Provide feature detection.

This module can work with any two-dimensional field either present or derived from the input data. To identify the features, contiguous regions above or below a threshold are determined and labelled individually. To describe the specific location of the feature at a specific point in time, different spatial properties are used to describe the identified region. [2]

References

[2](1, 2) Heikenfeld, M., Marinescu, P. J., Christensen, M., Watson-Parris, D., Senf, F., van den Heever, S. C., and Stier, P.: tobac v1.0: towards a flexible framework for tracking and analysis of clouds in diverse datasets, Geosci. Model Dev. Discuss., https://doi.org/10.5194/gmd-2019-105 , in review, 2019, 6f.

Functions

feature_detection_multithreshold(field_in, dxy) Perform feature detection based on contiguous regions.
feature_detection_multithreshold_timestep(…) Find features in each timestep.
feature_detection_threshold(data_i, i_time) Find features based on individual threshold value.
feature_position(hdim1_indices, …) Determine feature position.
filter_min_distance(features, dxy, min_distance) Perform feature detection based on contiguous regions.
remove_parents(features_thresholds, …) Remove parents of newly detected feature regions.
test_overlap(region_inner, region_outer) Test for overlap between two regions
tobac.themes.tobac_v1.feature_detection.feature_detection_multithreshold(field_in, dxy, threshold=None, min_num=0, target='maximum', position_threshold='center', sigma_threshold=0.5, n_erosion_threshold=0, n_min_threshold=0, min_distance=0, feature_number_start=1)
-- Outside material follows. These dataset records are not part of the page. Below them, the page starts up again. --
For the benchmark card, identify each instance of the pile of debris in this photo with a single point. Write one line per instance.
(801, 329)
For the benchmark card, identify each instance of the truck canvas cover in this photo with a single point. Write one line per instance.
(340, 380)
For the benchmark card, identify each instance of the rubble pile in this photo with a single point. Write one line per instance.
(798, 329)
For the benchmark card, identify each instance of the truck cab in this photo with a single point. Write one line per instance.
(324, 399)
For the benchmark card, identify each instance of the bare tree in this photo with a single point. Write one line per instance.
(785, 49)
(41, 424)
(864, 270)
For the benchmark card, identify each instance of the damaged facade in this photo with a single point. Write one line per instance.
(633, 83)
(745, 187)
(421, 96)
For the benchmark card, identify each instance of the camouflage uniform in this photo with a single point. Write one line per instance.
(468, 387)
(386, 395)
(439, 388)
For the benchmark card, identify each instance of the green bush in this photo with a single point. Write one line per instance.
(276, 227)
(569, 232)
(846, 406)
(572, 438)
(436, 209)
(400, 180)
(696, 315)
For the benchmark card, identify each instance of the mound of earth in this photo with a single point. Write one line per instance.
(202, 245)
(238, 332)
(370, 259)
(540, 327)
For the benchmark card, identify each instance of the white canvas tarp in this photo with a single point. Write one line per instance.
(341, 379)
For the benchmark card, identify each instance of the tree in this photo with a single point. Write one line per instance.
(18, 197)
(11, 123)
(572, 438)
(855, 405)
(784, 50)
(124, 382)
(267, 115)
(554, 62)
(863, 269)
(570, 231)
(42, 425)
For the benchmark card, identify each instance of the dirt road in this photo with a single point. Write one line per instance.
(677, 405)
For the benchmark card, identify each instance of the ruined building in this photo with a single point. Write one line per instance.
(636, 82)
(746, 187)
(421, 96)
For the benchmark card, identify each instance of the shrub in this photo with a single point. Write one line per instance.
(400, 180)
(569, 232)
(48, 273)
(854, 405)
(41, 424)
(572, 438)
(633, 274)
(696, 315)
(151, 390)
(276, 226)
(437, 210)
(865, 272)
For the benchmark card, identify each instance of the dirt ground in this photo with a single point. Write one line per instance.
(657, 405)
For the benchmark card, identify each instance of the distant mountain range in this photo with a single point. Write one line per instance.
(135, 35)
Perform feature detection based on contiguous regions.

The regions are above/below a threshold.

Parameters:
  • field_in (iris.cube.Cube) – 2D field to perform the tracking on (needs to have coordinate ‘time’ along one of its dimensions),
  • dxy (float) – Grid spacing of the input data.
  • thresholds (list of floats, optional) – Threshold values used to select target regions to track. Default is None.
  • target ({‘maximum’, ‘minimum’}, optional) – Flag to determine if tracking is targetting minima or maxima in the data. Default is ‘maximum’.
  • position_threshold ({‘center’, ‘extreme’, ‘weighted_diff’,) – ‘weighted_abs’}, optional Flag choosing method used for the position of the tracked feature. Default is ‘center’.
  • sigma_threshold (float, optional) – Standard deviation for intial filtering step. Default is 0.5.
  • n_erosion_threshold (int, optional) – Number of pixel by which to erode the identified features. Default is 0.
  • n_min_threshold (int, optional) – Minimum number of identified features. Default is 0.
  • min_distance (float, optional) – Minimum distance between detected features. Default is 0.
  • feature_number_start (int, optional) – Feature id to start with. Default is 1.
Returns:

features – Detected features.

Return type:

pandas.DataFrame

tobac.themes.tobac_v1.feature_detection.feature_detection_multithreshold_timestep(data_i, i_time, threshold=None, min_num=0, target='maximum', position_threshold='center', sigma_threshold=0.5, n_erosion_threshold=0, n_min_threshold=0, min_distance=0, feature_number_start=1)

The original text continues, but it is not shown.